The primary reason it sounds incorrect is because "endeavor" is a noun form of a verb which requires an infinitive. You don't endeavor. You endeavor to do something. In noun form, without the adjective further explaining what the purpose of the endeavor was, it seems vague.
Technically speaking, the phrase is correct without and adjective, but it sounds "off" because it is traditionally used with some description as to what the endeavor was for.
The second issue with the sentence is the use of the phrase "through my high school". The current phraseology implies that you are physically moving through your high school building, rather than progressing through your high school education. Two possible remedies that would further improve upon the clarity of the sentence would be to either drop the word "my", or to add the word "education" to the end of the phrase.
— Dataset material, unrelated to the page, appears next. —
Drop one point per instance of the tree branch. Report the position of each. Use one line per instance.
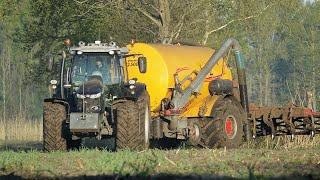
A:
(147, 14)
(240, 19)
"My minor programming endeavors through high school kept up my curiosity in computers."
"My minor programming endeavors through my high school education kept up my curiosity in computers."
There is another issue regarding your use of "in" - your curiosity is not literally inside a computer, so it would be more appropriate to use the word "toward" or "towards" (depending on whether you're using British or American English), or you could instead say "in the field of computer technology".
"My minor programming endeavors through high school kept up my curiosity toward computers."
I would also recommend changing the phrase "kept up" to something along the lines of "fed", "drove," or "sustained", depending on precisely what you mean to say, but that is a personal choice.